Retirar os para-barros da Toyota Hilux de oitava geração reduz o arrasto aerodinâmico, mas o ganho é modesto diante de um problema estrutural maior: a altura livre do solo. Essa é a conclusão de uma simulação realizada pela consultoria Premier Aerodynamics com a picape rodando a 100 km/h, em estudo divulgado em vídeo.
A empresa recorreu ao OpenFOAM, software de código aberto para dinâmica dos fluidos computacional (CFD), para avaliar o efeito das abas de borracha instaladas atrás das rodas. Com os para-barros instalados, o coeficiente de arrasto (Cd) da picape sobe de 0,37 para 0,38. Segundo o apresentador da análise, remover as peças economizaria cerca de US$ 70 por ano em combustível, o equivalente a R$ 358, considerando uso predominantemente rodoviário e os preços praticados nos Estados Unidos.
O diagnóstico técnico, porém, mostra que o impacto das abas é secundário diante da geometria da suspensão. As abas prejudicam a aerodinâmica por interromper o fluxo de ar em uma região mais alta da carroceria, mas apenas agravam um problema já existente: a suspensão elevada gera grandes esteiras de turbulência ao redor das rodas. A simulação indica que a frente da Hilux mantém o ar colado à carroceria de forma eficiente, e é justamente atrás das rodas dianteiras que esse fluxo se desprende devido ao vão livre entre roda e para-lama.

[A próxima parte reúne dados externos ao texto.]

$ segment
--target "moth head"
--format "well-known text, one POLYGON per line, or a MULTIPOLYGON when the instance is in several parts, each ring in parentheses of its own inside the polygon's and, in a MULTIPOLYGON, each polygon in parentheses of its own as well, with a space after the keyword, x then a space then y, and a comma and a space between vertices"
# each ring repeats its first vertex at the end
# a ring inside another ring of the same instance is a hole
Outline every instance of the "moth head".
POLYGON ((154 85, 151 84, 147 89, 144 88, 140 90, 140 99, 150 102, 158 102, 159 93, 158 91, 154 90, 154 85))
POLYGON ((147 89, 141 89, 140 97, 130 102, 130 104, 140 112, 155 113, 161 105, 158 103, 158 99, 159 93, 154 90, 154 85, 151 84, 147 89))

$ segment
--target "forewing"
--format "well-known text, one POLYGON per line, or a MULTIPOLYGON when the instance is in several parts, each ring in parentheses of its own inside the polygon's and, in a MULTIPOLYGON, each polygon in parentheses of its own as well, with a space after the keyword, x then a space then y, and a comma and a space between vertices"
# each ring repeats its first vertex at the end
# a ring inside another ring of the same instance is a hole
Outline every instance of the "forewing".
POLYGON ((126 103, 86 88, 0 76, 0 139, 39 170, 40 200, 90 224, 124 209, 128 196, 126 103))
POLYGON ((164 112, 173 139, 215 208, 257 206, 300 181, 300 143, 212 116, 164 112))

Para reduzir efetivamente a resistência aerodinâmica, a análise aponta mudanças mais eficazes: cobrir a caçamba — preferencialmente com uma capota do tipo fastback, de linha inclinada — ou rebaixar a suspensão. Essas intervenções atuam diretamente na gestão do fluxo sobre a zona traseira da carroceria, onde os ganhos são maiores do que a simples remoção de para-barros.

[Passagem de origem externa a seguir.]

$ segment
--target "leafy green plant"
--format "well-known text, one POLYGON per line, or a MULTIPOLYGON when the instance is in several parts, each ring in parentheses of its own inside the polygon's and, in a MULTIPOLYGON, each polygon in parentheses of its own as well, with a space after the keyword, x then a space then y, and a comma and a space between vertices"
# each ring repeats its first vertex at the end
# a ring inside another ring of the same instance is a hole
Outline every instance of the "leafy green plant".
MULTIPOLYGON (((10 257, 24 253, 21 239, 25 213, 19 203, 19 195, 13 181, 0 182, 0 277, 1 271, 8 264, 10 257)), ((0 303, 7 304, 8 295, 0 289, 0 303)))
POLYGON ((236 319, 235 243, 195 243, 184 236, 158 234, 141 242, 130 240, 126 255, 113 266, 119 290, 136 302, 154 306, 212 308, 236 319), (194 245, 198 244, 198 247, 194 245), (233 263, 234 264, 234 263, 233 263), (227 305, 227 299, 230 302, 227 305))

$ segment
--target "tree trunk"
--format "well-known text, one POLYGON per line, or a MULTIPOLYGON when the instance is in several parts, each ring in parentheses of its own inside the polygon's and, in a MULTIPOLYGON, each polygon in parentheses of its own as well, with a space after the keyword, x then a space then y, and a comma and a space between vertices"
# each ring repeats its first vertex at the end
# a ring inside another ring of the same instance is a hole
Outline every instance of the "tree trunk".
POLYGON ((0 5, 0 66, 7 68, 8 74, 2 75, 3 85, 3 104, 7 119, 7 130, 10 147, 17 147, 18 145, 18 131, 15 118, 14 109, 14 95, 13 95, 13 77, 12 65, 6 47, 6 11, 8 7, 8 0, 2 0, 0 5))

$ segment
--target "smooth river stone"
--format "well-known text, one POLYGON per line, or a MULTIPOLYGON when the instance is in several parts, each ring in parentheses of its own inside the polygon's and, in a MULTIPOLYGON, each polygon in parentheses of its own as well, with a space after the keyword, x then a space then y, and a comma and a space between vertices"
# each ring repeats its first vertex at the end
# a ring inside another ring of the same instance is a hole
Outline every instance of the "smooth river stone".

O estudo também critica elementos de estilo da oitava geração da Hilux que prejudicam a origem do arrasto: arcos de roda pronunciados e colunas A com ângulo acentuado, características que ampliam a resistência sem função prática evidente do ponto de vista aerodinâmico. Ainda assim, a consultoria observou que a picape se comporta melhor do que a silhueta sugere: a linha de carroceria entre a caixa de roda traseira e a tampa da caçamba atua como um difusor, e o fluxo de ar sobre a caçamba está relativamente bem controlado.
Em análise anterior, a mesma consultoria concluiu que a Ram Dakota de segunda geração também se mostrava mais aerodinâmica do que aparentava. Para proprietários que considerem remover para-barros, a recomendação técnica vem acompanhada de um lembrete prático: os para-barros existem para conter respingos de água, barro e cascalho na própria carroceria e nos veículos que seguem atrás. A Resolução 888/2021 do Contran estabelece requisitos de sistema antispray para caminhonetes e de dispositivo protetor de roda para automóveis, camionetas e utilitários, com prazos escalonados de aplicação.